Metabolic engineering strategies have enabled improvements in yield and titer for a variety of valuable small molecules produced naturally in microorganisms, as well as those produced via heterologous pathways. Typically, the approaches have been focused on up- and downregulation of genes to redistribute steady-state pathway fluxes, but more recently a number of groups have developed strategies for dynamic regulation, which allows rebalancing of fluxes according to changing conditions in the cell or the fermentation medium. This review highlights some of the recently published work related to dynamic metabolic engineering strategies and explores how advances in high-throughput screening and synthetic biology can support development of new dynamic systems. Dynamic gene expression profiles allow trade-offs between growth and production to be better managed and can help avoid build-up of undesired intermediates. The implementation is more complex relative to static control, but advances in screening techniques and DNA synthesis will continue to drive innovation in this field.

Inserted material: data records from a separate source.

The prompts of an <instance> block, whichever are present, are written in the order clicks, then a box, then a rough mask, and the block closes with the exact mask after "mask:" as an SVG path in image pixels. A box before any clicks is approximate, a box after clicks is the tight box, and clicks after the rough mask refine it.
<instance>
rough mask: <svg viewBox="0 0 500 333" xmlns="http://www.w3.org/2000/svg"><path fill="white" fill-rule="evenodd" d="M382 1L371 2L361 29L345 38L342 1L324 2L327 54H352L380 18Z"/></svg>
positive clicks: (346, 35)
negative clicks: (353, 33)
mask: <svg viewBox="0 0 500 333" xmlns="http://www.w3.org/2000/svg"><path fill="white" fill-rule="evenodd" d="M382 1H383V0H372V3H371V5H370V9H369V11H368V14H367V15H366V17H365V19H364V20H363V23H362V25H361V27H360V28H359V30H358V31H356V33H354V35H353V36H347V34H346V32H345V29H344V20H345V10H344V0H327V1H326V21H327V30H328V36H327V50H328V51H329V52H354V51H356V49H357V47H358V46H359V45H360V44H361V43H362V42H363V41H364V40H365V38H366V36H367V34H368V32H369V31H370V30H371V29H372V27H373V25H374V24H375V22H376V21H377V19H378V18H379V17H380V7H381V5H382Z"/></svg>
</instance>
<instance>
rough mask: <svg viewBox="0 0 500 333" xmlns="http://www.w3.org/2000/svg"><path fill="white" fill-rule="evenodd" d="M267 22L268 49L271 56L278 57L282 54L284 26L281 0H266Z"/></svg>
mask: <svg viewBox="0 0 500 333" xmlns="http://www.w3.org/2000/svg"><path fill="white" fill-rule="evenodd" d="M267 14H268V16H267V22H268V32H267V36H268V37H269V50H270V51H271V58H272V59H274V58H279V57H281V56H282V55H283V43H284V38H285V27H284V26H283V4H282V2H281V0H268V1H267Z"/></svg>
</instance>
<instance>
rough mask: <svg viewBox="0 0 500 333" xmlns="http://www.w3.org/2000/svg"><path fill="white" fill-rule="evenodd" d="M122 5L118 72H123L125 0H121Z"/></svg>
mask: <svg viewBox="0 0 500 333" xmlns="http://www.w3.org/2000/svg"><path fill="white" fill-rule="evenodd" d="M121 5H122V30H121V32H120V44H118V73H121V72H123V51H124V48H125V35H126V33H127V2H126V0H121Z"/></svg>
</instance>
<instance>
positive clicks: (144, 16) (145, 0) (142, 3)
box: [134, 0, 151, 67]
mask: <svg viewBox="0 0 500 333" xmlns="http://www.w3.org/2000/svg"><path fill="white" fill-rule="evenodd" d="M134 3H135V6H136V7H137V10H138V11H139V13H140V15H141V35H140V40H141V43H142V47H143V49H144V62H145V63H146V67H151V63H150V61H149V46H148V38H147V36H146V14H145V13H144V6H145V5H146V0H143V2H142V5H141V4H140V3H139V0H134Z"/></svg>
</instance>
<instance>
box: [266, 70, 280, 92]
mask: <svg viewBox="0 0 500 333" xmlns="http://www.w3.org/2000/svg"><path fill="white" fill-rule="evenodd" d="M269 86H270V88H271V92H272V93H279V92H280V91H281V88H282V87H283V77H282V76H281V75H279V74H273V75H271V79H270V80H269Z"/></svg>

Keywords: Gene expression; Metabolic engineering; Metabolite sensors; Synthetic biology.

Figure 1

Typical implementations of dynamic control in metabolic engineering. For “pathway balancing”, buildup of an undesired intermediate is used to trigger repression of upstream enzymes and activation of downstream enzymes. The sensing of intermediate buildup may be direct (binding of the target small molecule) or indirect (sensing of cofactor imbalance, growth inhibition). “Pathway redirection” is typically associated with splitting intermediate flux between cellular growth and energy production and a pathway for a desired product. In this case, some information about cellular state, such as biomass concentration, is used to trigger knockdown of enzyme(s) in the cell’s native metabolism and/or upregulation of the pathway toward the desired product.

Figure 2

Strategies for dynamically modulating enzyme activity. After sensing of a relevant condition or small molecule, control of enzyme activity can be exerted at the transcriptional, post-transcriptional, and post-translational level. At the transcriptional level, interactions between transcription factors and relevant small molecules can be exploited to activate or repress gene expression. At the post-transcriptional level, use of RNA aptamers can provide a method for controlling translation of the relevant mRNA. Control at the post-translational level is possible in some cases using strategies such as engineered allostery.